The Mayor spent the day talking with liberal and conservative American and Italian mayors about issues that they all face, ranging from tourism and economics, to gun safety and parking. They visited New York University’s campus and spoke with the American students there, collecting ideas.
“You don’t read a book about how to be a mayor,” CEO of the U.S. Conference of Mayors Tom Cochran says. “The way you learn how to be a mayor is by talking to other mayors.”
But why meet in Florence? Why not Philadelphia?
According to Mayor Nutter, Philadelphia and Florence have been “Sister Cities” since 1964, but he is the first Philadelphia mayor to actually visit his Sister City.
Both being the first capitals of their respective countries, one the birthplace of America and the other the birthplace of the Renaissance, and both being rich in the art, history and culture of their countries, Nutter says they have a lot to learn from one another.
“In Philadelphia 50,000 people are dependent on art and culture for their livelihood,” and where better to learn how to capitalize on and add to Philadelphia’s cultural assets than one of the biggest tourism cities in the world, Nutter says.
Nutter says that among the lessons of the day was that in order to benefit on its artistic and cultural heritage economically, Philadelphia has to invest more in the arts.
“What we’ve learned is that we need to make investment, and unfortunately in tough economic times, sometimes there are cuts and they directly impact the arts,” Nutter says. “We have to
counterbalance those inclinations to make those cuts with the realization that you are also negatively impacting the economy.”
But talking about investing in the arts may be a hard pill to swallow for the union members outraged by the lack of contracts.
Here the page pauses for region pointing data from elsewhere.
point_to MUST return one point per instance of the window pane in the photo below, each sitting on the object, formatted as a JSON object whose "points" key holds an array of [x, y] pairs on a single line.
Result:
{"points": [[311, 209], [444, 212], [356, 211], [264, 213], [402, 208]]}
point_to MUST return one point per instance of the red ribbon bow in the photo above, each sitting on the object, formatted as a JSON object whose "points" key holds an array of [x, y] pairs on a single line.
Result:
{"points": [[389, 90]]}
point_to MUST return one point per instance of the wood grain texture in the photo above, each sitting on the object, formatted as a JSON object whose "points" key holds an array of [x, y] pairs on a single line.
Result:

Nutter says though the unions were protesting the lack of contracts, they weren’t protesting his budget. He says that his budget does not make any significant cuts and is investing more in many areas of the city.
“We’re actually investing additional dollars in our parks and recreation, in our libraries, in our computer centers, in our community college. It’s an investment budget,” Nutter says. “So folks
weren’t there to protest the budget. They were there protesting about their own interests, which was contracts. The rest of the public will actually be very positive about the budget that I’ve put forward.”
“We are still in the aftermath of the recession, so we still have to be very aware of our fiscal constraints. There are still many things that I’d like to do that I can’t do or can’t do at the level that I
want to because we still don’t have the dollars,” Nutter says. “We’ve actually seen a 3 percent increase in tax revenues in the past year or so. So we’re slowly climbing out of [the recession], but we’re being very cautious.”
And as for the trip to Italy?
“What Mayor Nutter is doing in Florence today is not costing the taxpayers of Philadelphia one cent,” Cochran says.
And as for the city’s annual dues to the Conference of Mayors that come out to be $46,569, Nutter says that’s standard practice for all cities.
“We’re members of other organizations too. It’s just what cities do,” Nutter says.
“Funeral directors have conventions, sheriffs have conventions, why can’t mayors get together and say, ‘What are you doing about the homeless? What are you doing about parking? How are you growing your economy? Women’s rights?’” Cochran said about the purpose of the mayors meeting.
And as for Nutter’s impression of his Sister City:
“Florence seems like a very lively, vibrant city with culture and history – like Philadelphia. It certainly looks beautiful. I just haven’t seen much of it. I’ve been in meetings,” he says.
Before he goes back to Philadelphia on Sunday, Nutter will be meeting Florence Mayor Matteo Renzi.
“Sister City relationships are what you make them,” Nutter says. “It’s about business relationships, it’s about educational, cultural and medical research exchange, and business opportunities for
Philadelphia-based businesses. Those are the ties and the relationships that I am trying to create.”